Destillieren lässt sich daraus: Die Stadt Oberhausen kooperiert unter der Marke „Wissenschaftscampus“ mit zwei geisteswissenschaftlichen Institutionen, der NRW School of Governance an der Uni Duisburg-Essen und der PR-Schmiede der Westfälischen Hochschule mit ihren Standorten von Bocholt bis Recklinghausen. Keimzelle ist die bereits in der kommenden Woche mit zwei Lehrenden aus Buer startende Begleitung der Quartiersentwicklung im Marienviertel – zunächst als „ständige Exkursion“. Matthias Degen betont die Praxisnähe für seine Studenten, die sich in diesen „Modulen“ vom üblichen Seminarunterricht befreit sehen.
Stadt umwirbt Studierende mit Arbeitsplätzen
„Wir freuen uns als Stadt über eine gute Begleitung“, sagt Daniel Schranz (CDU): „Es bedeutet Input.“ Der Oberbürgermeister hält diesen kleinen Anbeginn eines akademischen Aufschwungs in Oberhausen für die klügere Strategie, als immer mal wieder eine komplette Hochschule zu fordern. „Wir werden Gelsenkirchen als Standort so wenig aufgeben wie Duisburg-Essen“, hatte schon Prof. Degen gesagt. Der Historiker Schranz formulierte es so: „Wir wollen den akademischen Anspruch dieser Stadt aufwachsen lassen“ – und verwies auf die Blüte von Fraunhofer Umsicht, das „nach ganz kleinen Anfängen“ in der Neuen Mitte nun 450 Arbeitsplätze bietet.
Mit Arbeitsplätzen für die im noch „virtuellen“ Wissenschaftscampus lernenden Studierenden wirbt Martin Florack, der neue städtische Bereichsleiter für integrierte Stadtentwicklung und Statistik: „Sie gewinnen hier Praxisbezug und im besten Fall kommt jemand auf die Idee, sich hier zu bewerben.“ Für die Stadt wäre es „ein Riesengewinn“.
Nach Angaben von Bereichsleiter Florack kennt auch der Hochschulverband noch kein Modell des Zusammengehens einer Stadtverwaltung mit der Hochschulausbildung, wie es der „Wissenschaftscampus“ praktizieren will: „Meine neun Kollegen in der Stadtentwicklung haben eine hohe Erwartung: Wir holen neue Leute in die Stadt.“ So sieht’s wohl auch Prof. Karl-Rudolf Korte: „Diese Kombination ist einmalig“, sagt knapp der Direktor der Duisburger School of Governance: Andernorts dürften „die Neider ab heute zunehmen“.

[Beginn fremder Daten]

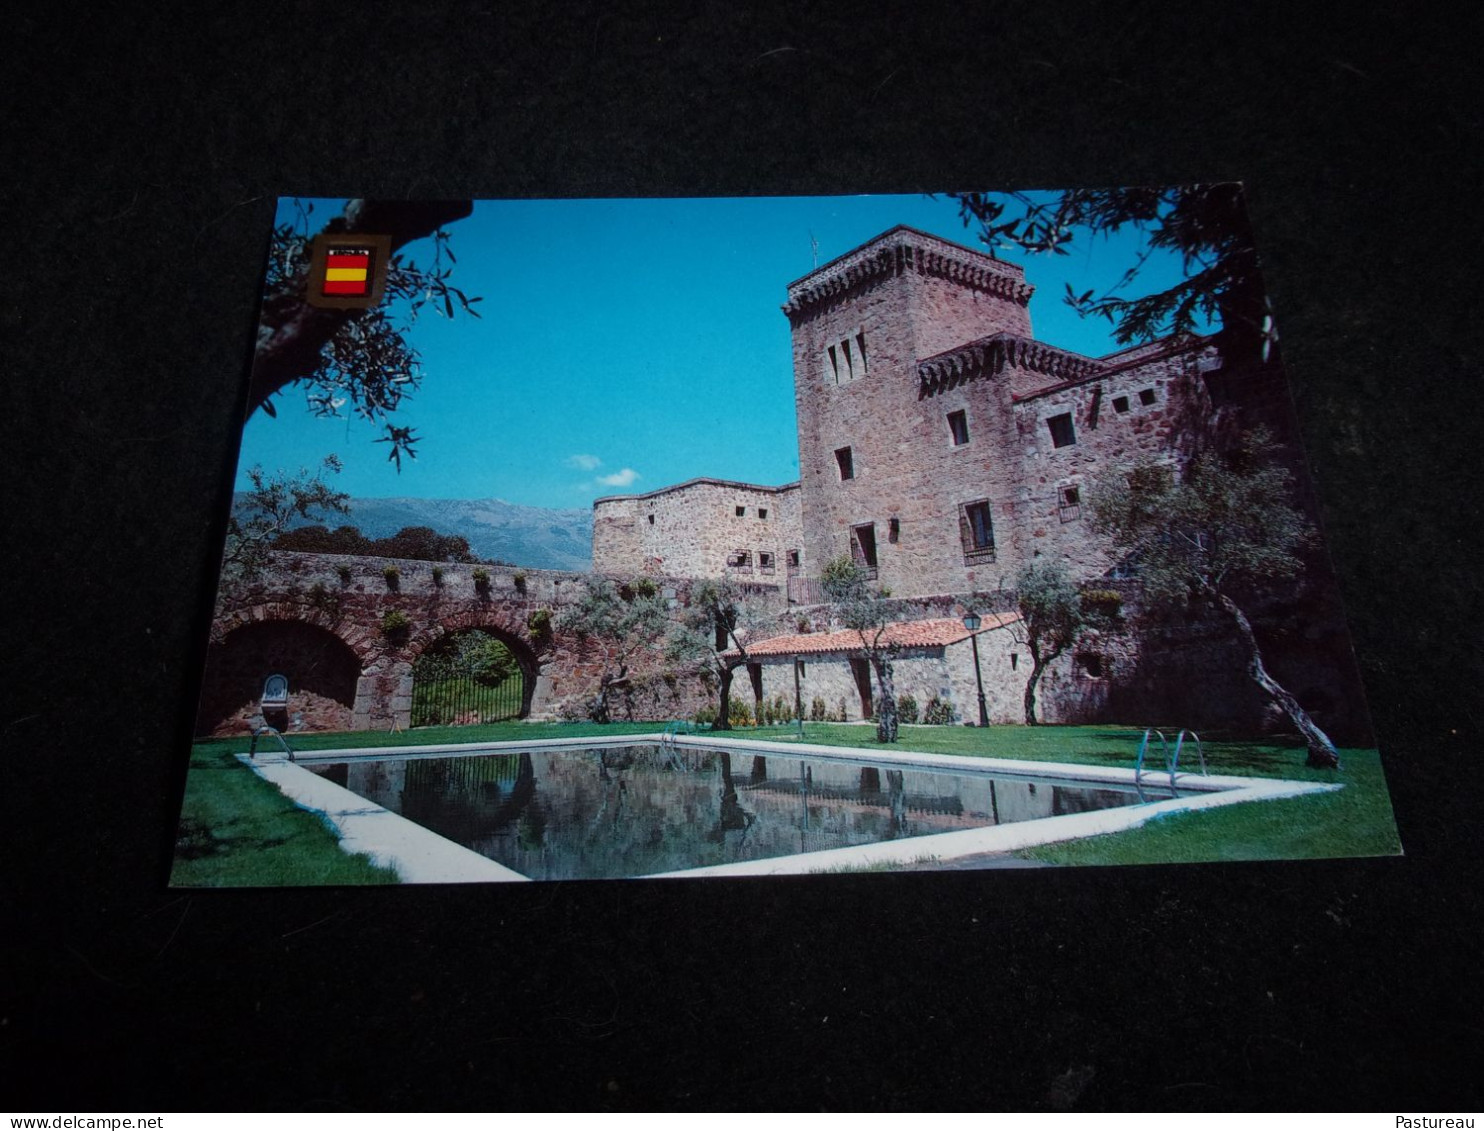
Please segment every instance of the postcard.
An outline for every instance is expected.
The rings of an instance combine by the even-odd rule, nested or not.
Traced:
[[[1281,352],[1236,184],[283,199],[172,883],[1398,853]]]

Ein Campus-Gebäude als Entwicklungsimpuls
Übrigens soll der virtuelle „Campus“ tatsächlich irgendwann auch ein Gebäude erhalten, obwohl das Stadtoberhaupt zum Wo noch nichts sagen will: „Es ist noch kein Vertrag unterschrieben.“ Martin Florack macht’s noch etwas spannender: „Damit geben wir einen Stadtentwicklungsimpuls. Wir sind dann mittendrin – nicht abgeschottet auf der grünen Wiese.“ Klingt fast wie ein Seitenhieb auf die randlagigen Beton-Unis des Reviers.